[fonc] Earley Parsing Explained (incomplete first draft)

Discussion:

Loup Vaillant-David

2014-09-18 21:11:13 UTC

Hi,

After spending months banging my head over Earley Parsing, I have
decided to write a tutorial. Ian once said Earley parsing is simple
and easy to implement. I agree with "simple", but not with "easy".
The required background knowledge is not trivial.

This tutorial is an attempt to gather this knowledge in one place.
Nothing fancy, no deep math, no proof of correctness. Just a
(hopefully) intuitive explanation of the concepts, needed to implement
Earley parsing. The goal is to help competent programmers who know
little about parsing to write their own Earley parsing framework.

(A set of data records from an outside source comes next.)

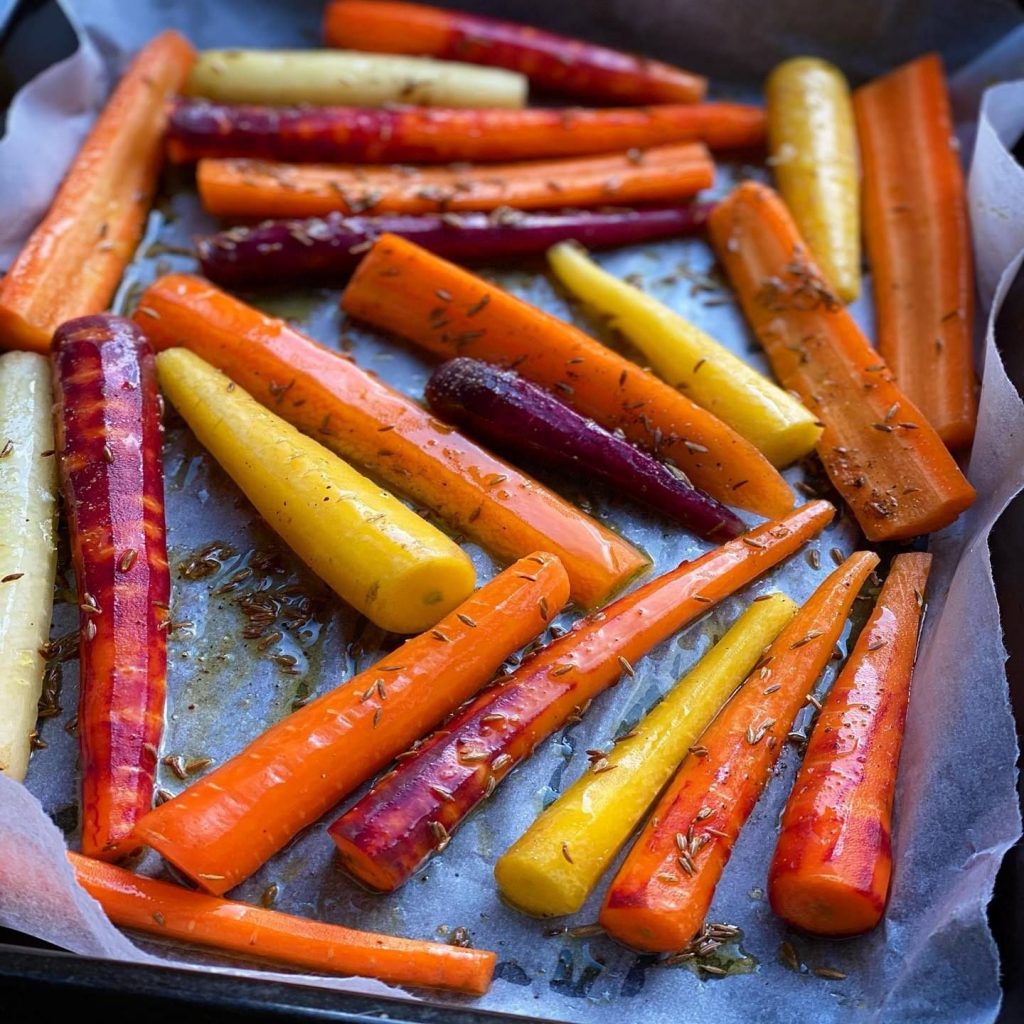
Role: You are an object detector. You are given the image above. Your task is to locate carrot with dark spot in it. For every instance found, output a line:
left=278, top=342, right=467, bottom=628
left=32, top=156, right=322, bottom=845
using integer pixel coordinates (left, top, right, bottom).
left=53, top=315, right=170, bottom=859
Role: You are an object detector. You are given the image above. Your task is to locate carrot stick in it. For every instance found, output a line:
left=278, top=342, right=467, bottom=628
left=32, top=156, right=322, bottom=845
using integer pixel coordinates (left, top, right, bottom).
left=68, top=852, right=495, bottom=995
left=341, top=234, right=793, bottom=516
left=324, top=0, right=708, bottom=103
left=130, top=553, right=568, bottom=894
left=600, top=551, right=879, bottom=952
left=52, top=315, right=171, bottom=859
left=135, top=274, right=648, bottom=607
left=327, top=502, right=835, bottom=891
left=708, top=181, right=975, bottom=541
left=768, top=554, right=932, bottom=936
left=167, top=99, right=765, bottom=164
left=197, top=142, right=715, bottom=217
left=853, top=53, right=978, bottom=449
left=0, top=32, right=195, bottom=352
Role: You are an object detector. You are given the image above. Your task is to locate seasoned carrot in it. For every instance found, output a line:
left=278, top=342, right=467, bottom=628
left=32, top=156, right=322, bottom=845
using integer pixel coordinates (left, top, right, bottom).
left=768, top=554, right=932, bottom=936
left=52, top=315, right=171, bottom=859
left=167, top=99, right=765, bottom=164
left=136, top=552, right=568, bottom=894
left=325, top=502, right=835, bottom=891
left=197, top=142, right=715, bottom=217
left=341, top=234, right=793, bottom=516
left=324, top=0, right=708, bottom=103
left=708, top=181, right=975, bottom=541
left=135, top=274, right=648, bottom=607
left=600, top=551, right=879, bottom=952
left=68, top=853, right=495, bottom=995
left=853, top=53, right=978, bottom=449
left=0, top=32, right=195, bottom=352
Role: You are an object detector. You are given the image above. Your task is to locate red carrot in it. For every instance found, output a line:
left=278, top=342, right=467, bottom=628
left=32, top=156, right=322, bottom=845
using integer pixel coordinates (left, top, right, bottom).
left=324, top=0, right=707, bottom=103
left=330, top=502, right=831, bottom=891
left=167, top=99, right=765, bottom=164
left=53, top=316, right=170, bottom=859
left=768, top=554, right=932, bottom=936
left=600, top=551, right=879, bottom=952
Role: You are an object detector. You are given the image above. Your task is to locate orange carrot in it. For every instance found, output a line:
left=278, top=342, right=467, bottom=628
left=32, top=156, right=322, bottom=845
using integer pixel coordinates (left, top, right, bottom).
left=331, top=502, right=835, bottom=891
left=708, top=181, right=975, bottom=541
left=197, top=142, right=715, bottom=217
left=0, top=32, right=195, bottom=352
left=341, top=234, right=793, bottom=517
left=135, top=553, right=568, bottom=895
left=853, top=53, right=978, bottom=449
left=600, top=551, right=879, bottom=952
left=135, top=274, right=648, bottom=607
left=768, top=554, right=932, bottom=936
left=68, top=853, right=495, bottom=995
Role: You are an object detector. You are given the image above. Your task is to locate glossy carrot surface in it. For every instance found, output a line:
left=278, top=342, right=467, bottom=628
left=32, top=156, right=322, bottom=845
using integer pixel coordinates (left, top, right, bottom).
left=768, top=553, right=932, bottom=936
left=52, top=315, right=170, bottom=859
left=135, top=274, right=648, bottom=607
left=130, top=553, right=568, bottom=894
left=600, top=551, right=879, bottom=952
left=341, top=234, right=794, bottom=516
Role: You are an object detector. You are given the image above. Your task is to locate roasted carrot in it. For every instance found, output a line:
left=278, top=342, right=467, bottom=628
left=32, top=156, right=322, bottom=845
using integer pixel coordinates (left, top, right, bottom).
left=768, top=554, right=932, bottom=936
left=599, top=551, right=879, bottom=952
left=853, top=53, right=978, bottom=449
left=324, top=0, right=708, bottom=103
left=327, top=502, right=835, bottom=891
left=0, top=32, right=195, bottom=352
left=52, top=315, right=171, bottom=859
left=68, top=853, right=495, bottom=995
left=167, top=99, right=765, bottom=164
left=135, top=274, right=648, bottom=607
left=708, top=181, right=975, bottom=541
left=341, top=234, right=793, bottom=516
left=136, top=552, right=568, bottom=894
left=197, top=142, right=715, bottom=217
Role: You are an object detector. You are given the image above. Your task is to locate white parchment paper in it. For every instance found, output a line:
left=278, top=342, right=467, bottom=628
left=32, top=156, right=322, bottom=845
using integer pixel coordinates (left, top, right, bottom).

So far, I have done most of the recogniser. The following pages are
"done", and up for review:

http://loup-vaillant.fr/tutorials/earley-parsing/
http://loup-vaillant.fr/tutorials/earley-parsing/what-and-why
http://loup-vaillant.fr/tutorials/earley-parsing/chart-parsing
http://loup-vaillant.fr/tutorials/earley-parsing/recogniser

Questions and criticisms are most welcome. I'd like to know about any
factual inaccuracy, poor wording, confusing explanation… please don't
hesitate to question anything, even the structure of this tutorial.

Enjoy, and thanks,
Loup.

Julian Leviston

2014-09-18 23:28:20 UTC

Permalink

Post by Loup Vaillant-David
Hi,
After spending months banging my head over Earley Parsing, I have
decided to write a tutorial. Ian once said Earley parsing is simple
and easy to implement. I agree with "simple", but not with "easy".
The required background knowledge is not trivial.

Easy is pretty subjective! What's easy to my a 6 year old is not going to be easy for a 50 year old, and vice versa.
Perhaps you mean approachable to someone of average intellect and cultural heritage?

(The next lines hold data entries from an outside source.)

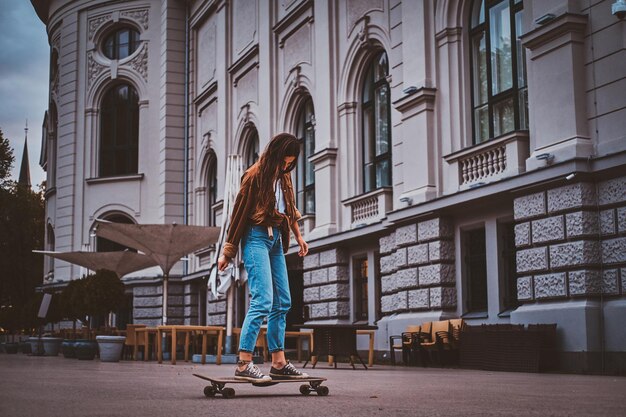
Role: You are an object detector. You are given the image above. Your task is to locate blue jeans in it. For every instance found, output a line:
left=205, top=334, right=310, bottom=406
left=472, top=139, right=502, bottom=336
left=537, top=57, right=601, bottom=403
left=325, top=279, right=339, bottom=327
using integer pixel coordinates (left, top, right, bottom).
left=239, top=226, right=291, bottom=352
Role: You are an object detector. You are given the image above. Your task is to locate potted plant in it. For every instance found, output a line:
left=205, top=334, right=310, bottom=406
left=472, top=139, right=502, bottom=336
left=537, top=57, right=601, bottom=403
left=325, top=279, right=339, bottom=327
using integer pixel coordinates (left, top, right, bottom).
left=87, top=269, right=126, bottom=362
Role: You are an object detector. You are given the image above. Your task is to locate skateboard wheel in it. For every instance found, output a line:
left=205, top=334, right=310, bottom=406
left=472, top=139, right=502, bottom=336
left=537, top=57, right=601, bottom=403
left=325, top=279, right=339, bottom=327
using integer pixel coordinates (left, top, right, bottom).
left=204, top=385, right=215, bottom=397
left=222, top=388, right=235, bottom=398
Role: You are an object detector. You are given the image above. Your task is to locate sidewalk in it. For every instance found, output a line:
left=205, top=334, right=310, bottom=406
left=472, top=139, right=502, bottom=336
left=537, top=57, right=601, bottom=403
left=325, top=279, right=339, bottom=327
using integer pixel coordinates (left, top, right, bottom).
left=0, top=354, right=626, bottom=417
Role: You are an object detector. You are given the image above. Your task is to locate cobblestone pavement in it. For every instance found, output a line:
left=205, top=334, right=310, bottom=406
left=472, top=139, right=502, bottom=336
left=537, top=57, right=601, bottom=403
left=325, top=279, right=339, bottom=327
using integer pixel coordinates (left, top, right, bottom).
left=0, top=354, right=626, bottom=417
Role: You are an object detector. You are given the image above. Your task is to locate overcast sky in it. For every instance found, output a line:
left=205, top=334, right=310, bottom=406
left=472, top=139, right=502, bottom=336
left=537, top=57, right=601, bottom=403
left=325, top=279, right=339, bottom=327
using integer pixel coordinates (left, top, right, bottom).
left=0, top=0, right=50, bottom=189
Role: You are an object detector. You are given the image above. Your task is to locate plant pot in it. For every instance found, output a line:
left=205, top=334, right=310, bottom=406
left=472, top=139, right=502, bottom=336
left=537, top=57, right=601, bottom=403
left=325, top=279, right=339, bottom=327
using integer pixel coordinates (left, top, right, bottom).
left=19, top=342, right=31, bottom=355
left=4, top=342, right=19, bottom=354
left=61, top=339, right=76, bottom=359
left=96, top=336, right=126, bottom=362
left=74, top=340, right=98, bottom=361
left=41, top=337, right=63, bottom=356
left=28, top=337, right=43, bottom=356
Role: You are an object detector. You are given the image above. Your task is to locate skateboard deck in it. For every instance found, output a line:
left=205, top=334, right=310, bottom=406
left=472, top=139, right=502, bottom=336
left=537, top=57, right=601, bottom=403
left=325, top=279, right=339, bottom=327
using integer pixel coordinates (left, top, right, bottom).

Post by Loup Vaillant-David
This tutorial is an attempt to gather this knowledge in one place.
Nothing fancy, no deep math, no proof of correctness. Just a
(hopefully) intuitive explanation of the concepts, needed to implement
Earley parsing. The goal is to help competent programmers who know
little about parsing to write their own Earley parsing framework.
So far, I have done most of the recogniser. The following pages are
http://loup-vaillant.fr/tutorials/earley-parsing/
http://loup-vaillant.fr/tutorials/earley-parsing/what-and-why
http://loup-vaillant.fr/tutorials/earley-parsing/chart-parsing
http://loup-vaillant.fr/tutorials/earley-parsing/recogniser
Questions and criticisms are most welcome. I'd like to know about any
factual inaccuracy, poor wording, confusing explanation please don't
hesitate to question anything, even the structure of this tutorial.
Enjoy, and thanks,
Loup.

I really like your writing style!

One criticism I'd have is there aren't any pointers to people who don't have programming language construction backgrounds. So, perhaps adding a pre-requisite reading list at the beginning aimed at bringing someone who has finished high school and nothing else "up to speed"...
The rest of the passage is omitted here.